June 23, 2009 Leave a comment

Every so often I am fortunate enough to be invited to participate (as speaker or facilitator) in a conference or summit that is focused on rights and licensing within industries outside of the usual suspects of music and media. However, it is generally pretty much the same in terms of the key challenges with getting stakeholders to agree the best ways to tackle this most pressing issue. So what was so different about the recent OGC Summit at MIT in Boston?

For one thing it was pleasant surprise to discover a sincere effort, by the good people of the Open Geo Spatial Consortium (OGC), to open up the debate to outsiders like myself and such experts as DRM Guru, Bill Rosenblatt; XACML Evangelist, Hal Lockhart; and other key speakers from related communities like the Science Commons and W3C. This was done deliberately to inject external but relevant perspectives into their deliberations (I think it has to do with the “Open” in their title). In any case I found it an interesting day’s event, full of enthusiastic participation by delegates and speakers, with some key take-outs, from my point-of-view, that include:

  • GeoData Exploitation – GeoRM poses unique challenges to the established world of Intellectual Property, eCommerce, Usage and Control, mainly because Geographical Data is a specific type of factual data, which is not in itself liable to copyright protection. However, the packaging, presentation and application of the data (which extends to the exciting world of Location Based Services) is definitely worth protecting and exploiting, hence the efforts by the OGC to nail this area before it becomes fragmented and uncontrollable is too late
  • Mash-Up Licensing – The direction of progress, in all likelihood, points towards a definitive move away from static to dynamic content usage, and from paper-based to electronic rights management (as highlighted by Graham Vowles – chair of the GeoRM WG in his opening address). This indicates a forward look towards the potential to licence dynamic electronic applications and usage scenarios which are as yet undreamt hence the term “Mash-up licensing”.
  • Shades of control – after much debate over the impracticality of predicting future user intent or consumer behaviours, it quickly became clear that the issue of managing access to Geodata would require a gradient or shades of access and control that varies from consumers (i.e. lower controls) to more rigid forms for commercial enterprise / professional / government users. This neatly helps to focus efforts where the value lies (i.e. commercial usage), and to maximise the viral / social benefits derived from ordinary users (i.e. free advertising / capturing hearts & minds)

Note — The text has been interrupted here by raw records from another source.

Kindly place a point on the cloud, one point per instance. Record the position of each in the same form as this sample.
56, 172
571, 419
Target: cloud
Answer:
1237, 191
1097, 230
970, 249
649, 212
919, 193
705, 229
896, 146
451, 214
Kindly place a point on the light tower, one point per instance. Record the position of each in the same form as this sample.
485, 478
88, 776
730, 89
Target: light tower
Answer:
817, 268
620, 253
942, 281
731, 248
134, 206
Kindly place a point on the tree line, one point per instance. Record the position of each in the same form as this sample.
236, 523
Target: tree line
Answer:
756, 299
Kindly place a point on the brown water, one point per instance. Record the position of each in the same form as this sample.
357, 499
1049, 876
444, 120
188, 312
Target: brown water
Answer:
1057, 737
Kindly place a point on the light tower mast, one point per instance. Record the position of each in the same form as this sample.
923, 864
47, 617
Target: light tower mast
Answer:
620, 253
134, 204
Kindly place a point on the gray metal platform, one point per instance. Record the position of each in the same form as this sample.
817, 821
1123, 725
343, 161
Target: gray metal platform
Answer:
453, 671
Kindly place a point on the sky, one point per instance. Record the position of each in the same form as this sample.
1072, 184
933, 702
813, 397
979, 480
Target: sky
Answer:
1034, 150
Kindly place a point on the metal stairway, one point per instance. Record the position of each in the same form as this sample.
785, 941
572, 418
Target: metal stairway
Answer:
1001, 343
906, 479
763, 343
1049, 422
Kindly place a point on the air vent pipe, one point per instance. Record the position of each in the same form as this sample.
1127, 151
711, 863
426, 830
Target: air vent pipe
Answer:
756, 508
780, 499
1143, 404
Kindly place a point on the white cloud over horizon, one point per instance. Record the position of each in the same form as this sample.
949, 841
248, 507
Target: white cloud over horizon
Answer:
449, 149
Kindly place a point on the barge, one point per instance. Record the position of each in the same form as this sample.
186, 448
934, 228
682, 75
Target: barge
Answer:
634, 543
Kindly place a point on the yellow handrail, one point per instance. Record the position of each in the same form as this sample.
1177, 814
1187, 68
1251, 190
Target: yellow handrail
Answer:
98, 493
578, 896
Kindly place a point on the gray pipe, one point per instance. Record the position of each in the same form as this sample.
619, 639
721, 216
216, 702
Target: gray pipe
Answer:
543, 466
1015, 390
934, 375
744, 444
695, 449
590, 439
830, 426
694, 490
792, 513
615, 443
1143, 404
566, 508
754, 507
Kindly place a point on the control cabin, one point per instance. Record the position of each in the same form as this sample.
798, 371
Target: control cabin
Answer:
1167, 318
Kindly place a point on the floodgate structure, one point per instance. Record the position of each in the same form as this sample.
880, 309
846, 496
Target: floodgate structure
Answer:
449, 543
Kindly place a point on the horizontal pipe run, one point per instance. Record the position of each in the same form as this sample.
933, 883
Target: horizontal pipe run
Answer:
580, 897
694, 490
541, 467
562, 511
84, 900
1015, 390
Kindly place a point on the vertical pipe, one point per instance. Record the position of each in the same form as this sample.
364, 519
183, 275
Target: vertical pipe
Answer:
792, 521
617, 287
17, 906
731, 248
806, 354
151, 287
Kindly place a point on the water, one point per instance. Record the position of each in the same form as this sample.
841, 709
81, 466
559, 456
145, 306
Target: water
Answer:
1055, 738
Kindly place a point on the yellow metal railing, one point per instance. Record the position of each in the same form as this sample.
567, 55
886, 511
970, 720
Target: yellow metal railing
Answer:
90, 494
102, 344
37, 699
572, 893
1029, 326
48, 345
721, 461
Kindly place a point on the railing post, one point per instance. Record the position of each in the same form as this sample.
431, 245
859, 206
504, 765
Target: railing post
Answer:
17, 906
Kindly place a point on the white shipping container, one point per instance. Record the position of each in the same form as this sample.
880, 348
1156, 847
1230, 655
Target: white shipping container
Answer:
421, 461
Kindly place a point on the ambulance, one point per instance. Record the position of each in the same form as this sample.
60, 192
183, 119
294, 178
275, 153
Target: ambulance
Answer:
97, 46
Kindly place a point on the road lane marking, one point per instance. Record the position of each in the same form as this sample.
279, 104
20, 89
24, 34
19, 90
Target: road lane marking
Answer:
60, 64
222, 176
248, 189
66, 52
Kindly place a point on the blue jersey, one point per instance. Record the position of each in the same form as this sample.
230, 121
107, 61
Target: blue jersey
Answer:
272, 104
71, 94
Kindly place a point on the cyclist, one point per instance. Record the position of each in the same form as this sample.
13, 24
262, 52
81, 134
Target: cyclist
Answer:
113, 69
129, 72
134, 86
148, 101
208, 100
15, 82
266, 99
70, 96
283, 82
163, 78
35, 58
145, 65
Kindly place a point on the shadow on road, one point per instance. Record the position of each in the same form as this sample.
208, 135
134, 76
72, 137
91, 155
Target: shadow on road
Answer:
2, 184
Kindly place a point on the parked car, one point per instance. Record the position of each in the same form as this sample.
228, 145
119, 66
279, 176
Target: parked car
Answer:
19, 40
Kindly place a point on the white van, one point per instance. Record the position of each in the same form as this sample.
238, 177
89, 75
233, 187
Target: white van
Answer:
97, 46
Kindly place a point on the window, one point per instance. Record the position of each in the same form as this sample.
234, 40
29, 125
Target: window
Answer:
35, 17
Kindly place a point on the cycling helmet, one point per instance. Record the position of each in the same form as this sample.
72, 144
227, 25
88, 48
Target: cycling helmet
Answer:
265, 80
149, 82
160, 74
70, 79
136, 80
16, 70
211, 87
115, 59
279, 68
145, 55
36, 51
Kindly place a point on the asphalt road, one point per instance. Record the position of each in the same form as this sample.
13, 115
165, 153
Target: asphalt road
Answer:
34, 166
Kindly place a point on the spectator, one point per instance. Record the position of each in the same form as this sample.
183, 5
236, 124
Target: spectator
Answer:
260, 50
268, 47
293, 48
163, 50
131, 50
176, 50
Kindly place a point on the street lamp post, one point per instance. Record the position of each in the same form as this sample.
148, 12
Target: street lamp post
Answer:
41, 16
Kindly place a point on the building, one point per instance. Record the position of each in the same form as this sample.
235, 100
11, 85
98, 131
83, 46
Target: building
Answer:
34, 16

The second part of the day was devoted to finding the best ways forward / next steps towards establishing and developing a standardised model for encoding Geo rights models in a way that it will enable interoperability between the diverse licensing models used / required by different communities. The consensus was:

  1. to open up the debate via a forum that promotes greater dialogue between communities, and which will not just focus on technology but also the business requirements;
  2. To create a test bed for trying out these candidate models in a safe and trusted environment; and to create use cases for each domain in order to identify commonalities that would be used to make up the standard.
  3. Finally, to acknowledge that although a difficult undertaking, it is well worth it, even if it is “just for the common good” –a sentiment / motivation that the scientific community would certainly subscribe to!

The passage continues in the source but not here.